The National Basketball Association (NBA) said Friday it had cancelled all remaining press events for its current China tour, citing the “complicated and unprecedented” controversy over Hong Kong protests and free speech.
Two pre-season exhibition games in China between the Los Angeles Lakers and Brooklyn Nets have been overshadowed by a Chinese backlash against a Houston Rockets executive’s expression of support last Friday for Hong Kong pro-democracy protests.
“We have decided not to hold media availability for our teams for the remainder of our trip in China,” the NBA said in a statement.
“They have been placed into a complicated and unprecedented situation while abroad and we believe it would be unfair to ask them to address these matters in real time.”
Houston Rockets general manager Daryl Morey sparked the dispute with a tweet expressing solidarity with protesters in Hong Kong who have staged months of increasingly violent demonstrations against China’s control of the semi-autonomous region.

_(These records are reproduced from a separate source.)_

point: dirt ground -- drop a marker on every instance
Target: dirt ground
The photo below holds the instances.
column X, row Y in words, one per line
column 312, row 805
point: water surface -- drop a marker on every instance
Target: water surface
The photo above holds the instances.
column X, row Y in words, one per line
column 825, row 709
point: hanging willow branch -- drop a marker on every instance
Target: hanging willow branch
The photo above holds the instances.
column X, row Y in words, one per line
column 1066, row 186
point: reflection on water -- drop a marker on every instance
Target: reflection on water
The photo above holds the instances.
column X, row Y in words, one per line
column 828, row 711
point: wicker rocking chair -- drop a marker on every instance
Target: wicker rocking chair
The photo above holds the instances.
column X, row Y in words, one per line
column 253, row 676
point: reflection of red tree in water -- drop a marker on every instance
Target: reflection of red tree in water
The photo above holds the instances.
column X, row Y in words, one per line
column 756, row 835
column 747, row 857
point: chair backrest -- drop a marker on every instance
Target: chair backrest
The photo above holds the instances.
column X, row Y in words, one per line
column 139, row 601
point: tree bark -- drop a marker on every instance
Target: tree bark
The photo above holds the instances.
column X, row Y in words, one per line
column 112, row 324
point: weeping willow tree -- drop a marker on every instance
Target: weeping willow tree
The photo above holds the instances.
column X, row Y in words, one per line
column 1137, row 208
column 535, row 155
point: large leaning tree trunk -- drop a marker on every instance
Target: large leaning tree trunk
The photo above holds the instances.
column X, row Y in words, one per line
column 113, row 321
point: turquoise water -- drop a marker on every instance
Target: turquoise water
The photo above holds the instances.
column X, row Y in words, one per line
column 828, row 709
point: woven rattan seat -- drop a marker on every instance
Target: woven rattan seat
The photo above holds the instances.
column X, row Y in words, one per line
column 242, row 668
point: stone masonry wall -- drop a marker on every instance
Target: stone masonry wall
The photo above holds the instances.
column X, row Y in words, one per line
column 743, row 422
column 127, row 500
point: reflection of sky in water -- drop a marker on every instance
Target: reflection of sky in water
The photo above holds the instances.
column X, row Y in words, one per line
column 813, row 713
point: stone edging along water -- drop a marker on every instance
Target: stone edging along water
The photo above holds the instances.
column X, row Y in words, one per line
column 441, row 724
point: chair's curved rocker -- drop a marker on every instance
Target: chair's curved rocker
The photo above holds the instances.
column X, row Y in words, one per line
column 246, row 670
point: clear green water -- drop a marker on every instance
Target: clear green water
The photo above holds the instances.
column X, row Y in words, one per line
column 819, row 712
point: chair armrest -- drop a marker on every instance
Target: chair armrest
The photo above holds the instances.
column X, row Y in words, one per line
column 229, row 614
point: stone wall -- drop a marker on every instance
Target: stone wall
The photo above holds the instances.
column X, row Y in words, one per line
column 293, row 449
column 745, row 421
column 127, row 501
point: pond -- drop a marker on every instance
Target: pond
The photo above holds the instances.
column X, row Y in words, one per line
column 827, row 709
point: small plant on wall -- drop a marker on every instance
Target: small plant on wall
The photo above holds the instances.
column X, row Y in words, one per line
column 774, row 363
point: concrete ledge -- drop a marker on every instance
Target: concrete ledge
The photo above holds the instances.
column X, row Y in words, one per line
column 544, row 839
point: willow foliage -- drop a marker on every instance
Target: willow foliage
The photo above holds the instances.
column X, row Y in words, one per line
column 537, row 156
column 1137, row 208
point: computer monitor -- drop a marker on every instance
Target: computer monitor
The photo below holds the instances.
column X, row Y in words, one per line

The NBA’s Chinese sponsors dropped lucrative partnership deals in protest, and the affair quickly ballooned into yet another irritant in the US-China relationship when leading American politicians urged the NBA to ditch all activities in China in retaliation.
An NBA representative told AFP that the second game between the Lakers and Nets, set for Saturday night in the southern city of Shenzhen, was still expected to proceed as planned.
The teams flew to Shenzhen earlier Friday after playing their first game in Shanghai the night before.
The Shanghai game proceeded smoothly despite the raging controversy, as a near-capacity crowd of 18,000 Chinese fans cheered wildly for Lakers superstar LeBron James and his cohorts.